If you want a high-level query language for drilling into your huge Hadoop dataset, then you've got some choice:

Pig, from Yahoo! and now incubating at Apache, has an imperative language called Pig Latin for performing operations on large data files.
Jaql, from IBM and soon to be open sourced, is a declarative query language for JSON data.
Hive, from Facebook and soon to become a Hadoop contrib module, is a data warehouse system with a declarative query language that is a hybrid of SQL and Hadoop streaming.

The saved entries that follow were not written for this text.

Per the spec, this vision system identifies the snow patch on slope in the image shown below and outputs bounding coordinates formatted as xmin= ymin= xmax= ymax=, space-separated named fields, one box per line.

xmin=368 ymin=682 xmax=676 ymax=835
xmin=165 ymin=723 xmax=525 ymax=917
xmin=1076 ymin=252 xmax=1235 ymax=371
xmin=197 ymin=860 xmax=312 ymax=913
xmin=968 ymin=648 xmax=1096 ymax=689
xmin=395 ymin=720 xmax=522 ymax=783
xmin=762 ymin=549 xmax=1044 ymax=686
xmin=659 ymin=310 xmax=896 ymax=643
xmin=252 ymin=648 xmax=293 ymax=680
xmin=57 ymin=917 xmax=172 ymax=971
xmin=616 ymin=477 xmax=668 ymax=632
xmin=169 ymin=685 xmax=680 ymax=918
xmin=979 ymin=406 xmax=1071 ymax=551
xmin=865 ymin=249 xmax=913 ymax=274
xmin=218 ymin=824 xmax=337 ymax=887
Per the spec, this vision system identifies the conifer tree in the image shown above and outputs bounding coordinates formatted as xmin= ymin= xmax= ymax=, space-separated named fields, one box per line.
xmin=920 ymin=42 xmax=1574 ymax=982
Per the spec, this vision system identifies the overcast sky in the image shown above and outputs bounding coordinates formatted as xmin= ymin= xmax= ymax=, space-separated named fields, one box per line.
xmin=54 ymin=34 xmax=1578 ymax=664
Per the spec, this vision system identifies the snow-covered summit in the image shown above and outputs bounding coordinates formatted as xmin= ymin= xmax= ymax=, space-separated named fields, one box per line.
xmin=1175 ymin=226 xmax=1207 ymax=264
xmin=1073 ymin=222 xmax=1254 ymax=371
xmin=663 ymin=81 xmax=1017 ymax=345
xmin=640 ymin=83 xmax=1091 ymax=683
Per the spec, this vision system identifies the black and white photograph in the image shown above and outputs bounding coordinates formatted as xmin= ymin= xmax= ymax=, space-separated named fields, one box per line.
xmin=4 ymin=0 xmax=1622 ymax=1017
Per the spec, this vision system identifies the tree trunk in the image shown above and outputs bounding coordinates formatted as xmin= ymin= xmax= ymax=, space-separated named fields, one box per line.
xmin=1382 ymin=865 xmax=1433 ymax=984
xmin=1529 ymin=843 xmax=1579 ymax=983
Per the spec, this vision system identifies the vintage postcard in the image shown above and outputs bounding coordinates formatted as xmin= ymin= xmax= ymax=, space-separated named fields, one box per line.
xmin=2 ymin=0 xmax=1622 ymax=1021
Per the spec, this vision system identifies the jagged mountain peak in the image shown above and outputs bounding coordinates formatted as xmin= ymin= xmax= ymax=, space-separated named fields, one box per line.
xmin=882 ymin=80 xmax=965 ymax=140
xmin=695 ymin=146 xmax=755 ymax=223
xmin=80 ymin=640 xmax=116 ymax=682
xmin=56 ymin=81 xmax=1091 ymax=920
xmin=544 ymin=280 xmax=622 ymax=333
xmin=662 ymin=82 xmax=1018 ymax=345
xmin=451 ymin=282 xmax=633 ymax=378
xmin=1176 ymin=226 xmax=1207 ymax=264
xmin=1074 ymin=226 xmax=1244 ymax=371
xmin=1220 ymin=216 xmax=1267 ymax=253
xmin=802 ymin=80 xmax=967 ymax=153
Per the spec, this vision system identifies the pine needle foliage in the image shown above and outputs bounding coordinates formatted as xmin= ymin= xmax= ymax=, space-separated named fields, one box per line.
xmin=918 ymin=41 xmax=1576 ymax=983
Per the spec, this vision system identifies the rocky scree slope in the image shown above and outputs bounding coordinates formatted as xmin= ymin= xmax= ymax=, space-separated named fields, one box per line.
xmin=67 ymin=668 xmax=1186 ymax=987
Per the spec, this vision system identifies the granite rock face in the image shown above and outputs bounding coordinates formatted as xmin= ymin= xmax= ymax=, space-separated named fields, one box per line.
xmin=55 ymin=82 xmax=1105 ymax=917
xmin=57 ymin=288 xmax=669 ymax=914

All three projects have different strengths, but there is plenty of scope for collaboration and cross-pollination, particularly in the query language. For example, at the Hadoop Summit in March, Joydeep Sen Sarma of Facebook said that they would be receptive to users who wanted to use Pig Latin or Jaql in Hive. And Kevin Beyer of IBM Research said that Pig and Jaql are converging, and they've had discussions with the Pig team about how to bring them even closer together.

Meanwhile, to learn more I recommend Pig Latin: A Not-So-Foreign Language for Data Processing (by Chris Olston et al), and the slides and videos from the Hadoop Summit.

(And I haven't even included Cascading, from Chris K. Wensel, which, while not a query language per se, is an abstraction built on MapReduce for building data processing flows in Java or Groovy using a plumbing metaphor with constructs such as taps, pipes, and flows. Well worth a look too.)